Why workplace giving is more important than ever

HRD speaks to The Smith Family and ANZ about the rising value of workplace giving

Why workplace giving is more important than ever

United by a common cause, the global pandemic has served as a reminder of the importance of community. It encouraged us to revaluate our jobs, our connections and our place in the world. But once COVID-19 is behind us, will the lessons of the last 12 months stay with us?

HRD spoke to David Sloan, national manager for corporate partnerships at The Smith Family, a not-for-profit children’s charity, about how COVID-19 has shone a spotlight on the importance of philanthropic workplaces.

“COVID certainly has identified the difference between the haves and the have nots,” he said. “The digital divide is an area that The Smith Family has been talking about for many, many years and it was never more obvious than during the home learning period which families experienced last year.

“It’s given people cause for thought to think if this is hard and difficult for me right now holding down work with a family at home, what must it be like for someone who is a single parent, is living with a disability, or who is on low or no income?”

While workplace giving schemes are not a new practice, the pandemic has made us question the role our employers are playing in the societies we live in. Research has shown the millennial workforce is the most ethically aware yet. A UK study by Global Tolerance found that of those born between 1981 and 1996, 62% want to work for a company that makes a positive impact.

Read more: Why HR should facilitate workplace giving initiatives

For millennials, who make up almost 75% of Australia’s workforce, employee value proposition is no longer just about renumeration, leave allowance and perks. More and more prospective employees are also questioning what their organisation is doing on a societal level. As well as workplace giving schemes, opportunities for volunteering are also popular. Many industry leaders like Deloitte offer staff paid days off for volunteer work throughout the year.

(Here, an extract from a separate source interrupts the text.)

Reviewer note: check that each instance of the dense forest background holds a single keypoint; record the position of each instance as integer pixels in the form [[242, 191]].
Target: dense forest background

“As more of us become more ethically aware in society, we're often looking at a company as an ecosystem,” Sloan said. “Not just in terms of what it is they do within their day-to-day business, but how they're supporting the community at large.

“Many millennials favour employers that offer a workplace giving aspect to their programs, and it helps them attract and win top talent as well. It really enables them to join forces where you’ve got an employer, an employee, and a charity working together.”

Banking giant ANZ has been partnered with The Smith Family for 30 years and last year, they won silver in the Most Innovative Charity and Employer Partnership category at the 2020 Workplace Giving Excellence Awards.

Speaking to HRD, Kathryn van der Merwe, ANZ’s group executive of talent and culture, said workplace giving plays a key role in fostering the company’s culture.

“When I joined ANZ a few years ago, I was impressed to learn about our long history of giving something back. During World War 2 for example, our staff played an active role in providing support to people across the globe with food parcels,” she said.

“Today, workplace giving comes in many forms. Our people give some of their time, skills and resources to support the community. We have a number of programs and initiatives that facilitate this culture of giving back and it is a great reminder for us as an organisation to support those in need.”

Read more: Revealed: Australia's best workplaces to give back

A few years ago, ANZ announced it would double match employee donations made through the workplace giving scheme and through this, saw a 34% uptick in participation across their Australian workforce. The number of employees taking part in the corporate volunteering scheme also reached its peak before COVID-19 at 42%. During the pandemic, 20% of the workforce continued their volunteering through things like virtual events.

“Philanthropy initiatives demonstrate an outward focus and helps to put things into perspective,” van der Merwe said. “Over the last few years, we’ve focused our attention to things where we believe we can make a significant societal contribution. The areas of financial wellbeing, environmental sustainability and housing are big focus areas for us.”